Eskiden mevsimlik sebzeler varken yani tarım doğal ve geleneksel yollardan yapılırken bir yaz sebzesi olan hıyar artık her daim bulunan bir yiyecek haline gelmiş olduğu için sofralarımızda dört mevsim salataların en sevilen malzemelerinden birisi olmayı sürdürür. Turşusuna nedense daha çok “hıyar turşusu” dendiği halde salataya girmiş hali ilginç bir biçimde sadece “salatalık” olarak anılan bu bitki, benim aklımda en çok onu sadece yazın yiyebildiğim çocukluk günlerimdeki gibi, mevsimlik taze domatesle birlikte oluşturduğu eşsiz tat sayesinde balkonlarda kurulan yaz sofralarına renk katıp lezzet veren bir yiyecek olarak yer etmiştir. Domates, sivri yeşilbiber ve salatalıkla yapılan bu salataların sosu her zaman zeytinyağı/limon karışımı olur ve hele biberler birazcık acıysa, yalnızca tadı değil mis gibi kokusu da insanın gönlünü şenlendirir. Salatanın sosuna geçmiş olan bu eşsiz tada ekmek banmak benim çocukluğa dair lezzet anılarımın en unutulmazlarından birisidir ve bunu yapmak tabii ki sadece domates/biber/salatalık salatasının sosuyla mümkündür.
Hıyar gerek farklı türlerinin soframıza getirdiği lezzet gerekse dilimizdeki mutfak dışı anlamda kullanımı ile günlük hayatımızda sıkça yer aldığı için, merak edebileceğinizi düşündüğüm bir kelimeyi daha açıklamakta yarar var; “acur”. Ülkemizde farklı yörelerde farklı türde hıyarlara acur dendiğine rastlanması mümkün olmakla birlikte, genel tanımlamada acur özel olarak tarımı yapılmadan bostanlarda kendiliğinden yetişen, oldukça iri boyda, kabuğu çoğu zaman daha tüylüce ve sarı renkte bir hıyar türüne verilen isimdir.
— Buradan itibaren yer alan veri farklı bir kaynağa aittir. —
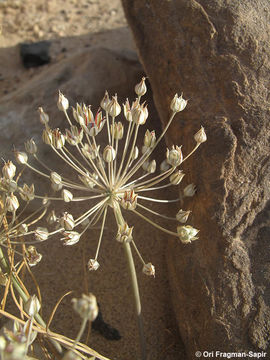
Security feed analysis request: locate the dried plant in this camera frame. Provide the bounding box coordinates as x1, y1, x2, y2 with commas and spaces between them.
9, 78, 206, 359
0, 161, 109, 360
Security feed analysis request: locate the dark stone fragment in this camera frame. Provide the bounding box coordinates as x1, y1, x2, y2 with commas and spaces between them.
20, 41, 51, 69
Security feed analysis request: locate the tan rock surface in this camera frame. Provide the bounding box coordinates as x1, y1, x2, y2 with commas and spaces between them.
122, 0, 270, 359
0, 1, 185, 360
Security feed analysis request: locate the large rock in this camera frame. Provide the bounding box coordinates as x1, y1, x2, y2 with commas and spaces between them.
122, 0, 270, 358
0, 29, 184, 360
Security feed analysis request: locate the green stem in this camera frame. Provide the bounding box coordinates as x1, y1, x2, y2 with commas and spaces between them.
114, 203, 147, 360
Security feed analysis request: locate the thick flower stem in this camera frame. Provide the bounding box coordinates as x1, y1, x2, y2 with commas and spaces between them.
114, 203, 146, 360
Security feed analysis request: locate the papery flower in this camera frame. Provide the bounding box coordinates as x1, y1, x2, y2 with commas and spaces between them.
170, 170, 185, 185
103, 145, 116, 163
5, 194, 20, 212
2, 161, 16, 180
116, 223, 133, 243
24, 295, 41, 317
121, 190, 138, 210
80, 107, 106, 136
135, 77, 147, 96
194, 126, 207, 144
18, 78, 205, 282
57, 91, 69, 111
38, 107, 49, 125
61, 231, 81, 246
166, 145, 183, 166
176, 209, 191, 224
51, 129, 66, 149
66, 125, 83, 145
35, 226, 49, 241
19, 184, 35, 201
24, 139, 37, 155
59, 212, 75, 230
61, 189, 73, 202
26, 245, 42, 266
171, 94, 187, 112
14, 150, 28, 165
107, 95, 121, 117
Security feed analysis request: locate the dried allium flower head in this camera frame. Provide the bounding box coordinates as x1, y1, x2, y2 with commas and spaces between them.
17, 78, 206, 275
0, 160, 49, 266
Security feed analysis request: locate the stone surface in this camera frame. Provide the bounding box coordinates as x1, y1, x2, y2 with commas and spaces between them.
0, 29, 185, 360
122, 0, 270, 359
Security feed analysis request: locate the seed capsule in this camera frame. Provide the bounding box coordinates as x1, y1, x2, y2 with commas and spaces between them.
171, 94, 187, 112
135, 77, 147, 96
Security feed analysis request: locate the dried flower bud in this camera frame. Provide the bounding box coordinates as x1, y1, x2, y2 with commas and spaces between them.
18, 224, 28, 234
177, 225, 199, 244
59, 212, 75, 230
123, 99, 132, 122
38, 107, 49, 125
135, 77, 147, 96
78, 174, 98, 189
2, 161, 16, 180
19, 184, 35, 201
121, 190, 138, 210
131, 146, 139, 160
60, 231, 81, 246
100, 91, 111, 111
42, 129, 52, 145
176, 209, 191, 224
87, 259, 100, 271
24, 139, 37, 155
170, 170, 185, 185
116, 223, 133, 243
50, 171, 62, 185
142, 160, 157, 174
26, 245, 42, 266
72, 293, 98, 321
82, 143, 100, 160
0, 269, 8, 286
160, 160, 170, 172
107, 95, 121, 117
66, 125, 83, 146
46, 210, 58, 225
51, 129, 66, 149
5, 194, 20, 212
143, 263, 156, 277
171, 94, 187, 112
103, 145, 116, 163
14, 151, 28, 165
57, 91, 69, 111
166, 145, 183, 167
61, 189, 73, 202
111, 121, 124, 140
51, 183, 63, 191
24, 295, 41, 317
0, 177, 18, 192
35, 227, 49, 241
131, 104, 148, 125
194, 126, 207, 144
143, 129, 156, 149
183, 184, 196, 197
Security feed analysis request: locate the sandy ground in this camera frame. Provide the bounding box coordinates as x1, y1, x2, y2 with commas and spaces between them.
0, 0, 185, 360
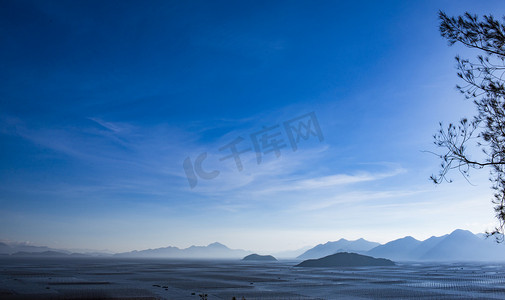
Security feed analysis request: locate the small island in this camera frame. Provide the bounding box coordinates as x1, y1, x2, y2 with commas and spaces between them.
295, 252, 395, 267
242, 254, 277, 261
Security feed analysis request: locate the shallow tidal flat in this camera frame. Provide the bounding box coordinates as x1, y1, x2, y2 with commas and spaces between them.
0, 258, 505, 300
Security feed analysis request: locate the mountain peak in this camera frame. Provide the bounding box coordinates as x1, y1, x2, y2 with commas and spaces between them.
207, 242, 228, 249
450, 229, 474, 236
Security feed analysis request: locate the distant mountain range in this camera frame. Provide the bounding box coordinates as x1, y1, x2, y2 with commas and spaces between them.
367, 229, 505, 261
0, 229, 505, 261
114, 243, 252, 259
297, 239, 380, 259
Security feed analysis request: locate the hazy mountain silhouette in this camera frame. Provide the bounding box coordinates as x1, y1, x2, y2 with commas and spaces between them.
242, 253, 277, 261
0, 242, 70, 254
272, 246, 312, 259
367, 236, 421, 260
114, 243, 251, 259
296, 252, 395, 267
367, 229, 505, 261
298, 239, 380, 259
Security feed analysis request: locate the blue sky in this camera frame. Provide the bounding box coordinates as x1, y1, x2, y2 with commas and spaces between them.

Oldukça sulu ve lezzetlidir; üstelik kimilerine göre tükettiğimiz asıl salatalığın da atası sayılır ama tüm bu özellikler onu küfür literatürünün baş köşesinde olmaktan kurtaramaz; “acur” da tıpkı “hıyar” gibi densiz, kaba, münasebetsiz insanlar için sıkça kullanılan bir hakaret sözcüğü haline gelmiştir güzel Türkçemizde!
Hıyarın en belirgin sağlık yararlarını da gözden geçirelim ve İstanbul’un en az Langa kadar ünlü başka bir semtine, Çengelköy’e geçelim. Pek çoğunuzun zaten bildiği gibi hıyar bir vitamin deposudur ve de yağ ve karbonhidrat içeriği sıfır dolaylarında olduğu için ideal bir rejim yiyeceğidir. Bununla beraber, en ünlü sağlık yararı yenilerek tüketilmesinden değil, “salatalık sütü” adı verilen suyunun cilde sürülmesinden gelir. Hıyar aynı zamanda son zamanlarda çok moda olan “doğal yiyeceklerle bedeni arıtma” (detox) uygulamalarında en sık kullanılan yiyeceklerden de birisidir. İçme suyuna birkaç dilim hıyar atmak veya hıyar suyunun başka sebzelerin suyuyla karıştırıldığı içecekler hazırlamak özellikle yaz günlerinin en gözde ve ferahlatıcı yeniliklerinden biri haline gelmiş bulunmaktadır son yıllarda. Bu durumun en önemli nedenlerinden birisi tabii ki hıyarın kalori değerinin sıfıra yakın olmasıdır çünkü bu gerçek onu “hiçbir yan etkisi bulunmayan bir vitamin kaynağı” haline getirir.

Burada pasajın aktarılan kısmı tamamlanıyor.